Noticias do Mercado de Terras
11/04/2009
Procura leva preço de terra às alturas em Minas Gerais

Lances de até R$ 20 mil por um hectare de terra na vizinhança de áreas escolhidas a dedo pelas grandes empresas de mineração e siderurgia em Minas Gerais ainda resistem à forte desaceleração dos negócios no mercado de compra e venda de terrenos, depois do duro golpe imposto à indústria pela crise financeira mundial. Passado o susto com uma certa paralisia dos investidores, as ofertas de imóveis rurais ressurgem com fôlego em municípios da Região Central e do Norte de Minas, que até setembro de 2008 viviam sob o impacto da prosperidade prometida por novas reservas minerais e fronteiras do cultivo de eucalipto e de plantas destinadas à produção de biodiesel.

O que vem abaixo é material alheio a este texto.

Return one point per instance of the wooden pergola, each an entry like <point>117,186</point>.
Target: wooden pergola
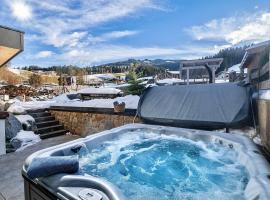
<point>11,44</point>
<point>211,65</point>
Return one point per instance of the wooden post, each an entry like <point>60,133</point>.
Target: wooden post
<point>3,116</point>
<point>213,74</point>
<point>180,71</point>
<point>187,76</point>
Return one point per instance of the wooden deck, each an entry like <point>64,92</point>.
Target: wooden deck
<point>11,181</point>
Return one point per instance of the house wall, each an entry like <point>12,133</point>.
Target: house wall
<point>85,123</point>
<point>264,122</point>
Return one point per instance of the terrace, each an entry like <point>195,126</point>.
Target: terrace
<point>116,156</point>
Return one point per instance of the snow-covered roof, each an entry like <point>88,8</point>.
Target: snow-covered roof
<point>235,68</point>
<point>170,81</point>
<point>145,78</point>
<point>173,72</point>
<point>131,101</point>
<point>101,90</point>
<point>105,76</point>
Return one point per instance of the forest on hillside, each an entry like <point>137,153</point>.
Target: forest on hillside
<point>145,67</point>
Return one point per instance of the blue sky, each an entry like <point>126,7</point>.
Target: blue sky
<point>84,33</point>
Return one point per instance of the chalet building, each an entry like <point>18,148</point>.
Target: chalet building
<point>199,71</point>
<point>256,61</point>
<point>11,44</point>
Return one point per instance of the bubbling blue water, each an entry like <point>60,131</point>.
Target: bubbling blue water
<point>149,165</point>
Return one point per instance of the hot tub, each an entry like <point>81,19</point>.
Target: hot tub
<point>139,161</point>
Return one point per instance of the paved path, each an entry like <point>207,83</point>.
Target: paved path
<point>11,181</point>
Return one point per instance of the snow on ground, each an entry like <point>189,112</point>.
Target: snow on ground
<point>131,101</point>
<point>221,81</point>
<point>24,119</point>
<point>19,107</point>
<point>101,90</point>
<point>27,138</point>
<point>170,81</point>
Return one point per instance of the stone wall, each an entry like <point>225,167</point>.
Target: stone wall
<point>87,123</point>
<point>264,122</point>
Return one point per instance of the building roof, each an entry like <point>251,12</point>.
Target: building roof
<point>201,62</point>
<point>253,50</point>
<point>11,44</point>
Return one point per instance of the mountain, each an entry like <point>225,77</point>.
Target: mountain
<point>159,63</point>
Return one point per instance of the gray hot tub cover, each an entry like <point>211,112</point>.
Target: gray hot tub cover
<point>46,166</point>
<point>208,106</point>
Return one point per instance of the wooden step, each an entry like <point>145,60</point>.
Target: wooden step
<point>47,123</point>
<point>49,129</point>
<point>40,114</point>
<point>44,119</point>
<point>36,111</point>
<point>53,134</point>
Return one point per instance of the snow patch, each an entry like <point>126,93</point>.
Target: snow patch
<point>170,81</point>
<point>264,94</point>
<point>101,90</point>
<point>131,102</point>
<point>25,119</point>
<point>26,138</point>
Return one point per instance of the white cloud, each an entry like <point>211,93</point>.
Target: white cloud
<point>44,54</point>
<point>111,35</point>
<point>20,10</point>
<point>234,30</point>
<point>103,53</point>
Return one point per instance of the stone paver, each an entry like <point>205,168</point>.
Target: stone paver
<point>11,181</point>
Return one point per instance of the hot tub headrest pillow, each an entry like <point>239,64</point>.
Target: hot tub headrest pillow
<point>46,166</point>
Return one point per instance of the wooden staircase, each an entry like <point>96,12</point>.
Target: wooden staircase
<point>47,126</point>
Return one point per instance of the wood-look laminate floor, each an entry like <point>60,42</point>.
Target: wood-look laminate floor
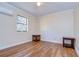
<point>38,49</point>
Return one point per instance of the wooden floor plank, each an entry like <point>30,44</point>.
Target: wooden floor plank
<point>38,49</point>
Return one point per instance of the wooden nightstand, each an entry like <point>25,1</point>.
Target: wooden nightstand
<point>70,44</point>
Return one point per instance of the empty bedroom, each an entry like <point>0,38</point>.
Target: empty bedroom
<point>39,29</point>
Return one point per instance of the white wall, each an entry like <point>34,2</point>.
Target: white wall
<point>57,25</point>
<point>8,34</point>
<point>76,14</point>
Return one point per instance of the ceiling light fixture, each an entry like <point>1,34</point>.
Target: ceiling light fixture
<point>38,3</point>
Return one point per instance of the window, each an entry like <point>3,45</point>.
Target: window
<point>22,24</point>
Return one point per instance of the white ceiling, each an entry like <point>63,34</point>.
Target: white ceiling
<point>45,8</point>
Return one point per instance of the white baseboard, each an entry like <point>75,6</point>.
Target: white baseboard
<point>7,46</point>
<point>77,51</point>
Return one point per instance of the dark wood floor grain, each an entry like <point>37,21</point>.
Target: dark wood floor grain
<point>38,49</point>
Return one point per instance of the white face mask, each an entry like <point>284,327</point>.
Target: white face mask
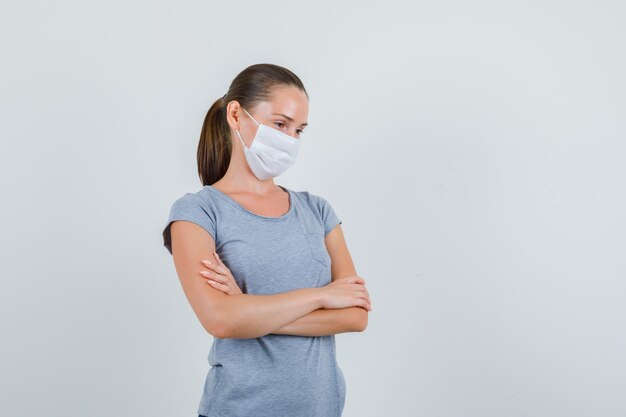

A despeito da turbulência na economia, os preços chegam a ser 500% superiores aos valores encontrados há dois anos, quando os investimentos bilionários para exportação de minérios e aço começavam a sair do papel, segundo corretores com larga experiência e prefeituras do interior. Apesar da paralisação das atividades nas minas e da redução do nível de produção do setor siderúrgico, esses projetos continuam a influenciar também a negociação de terras agrícolas no estado. Levantamento mais recente da consultoria AgraFNP, feito no primeiro bimestre deste ano, indica que as terras mais valorizados nos últimos 12 meses em Minas foram as áreas agrícolas de baixa produtividade de café em Capelinha, na região de Governador Valadares, com alta de 80%.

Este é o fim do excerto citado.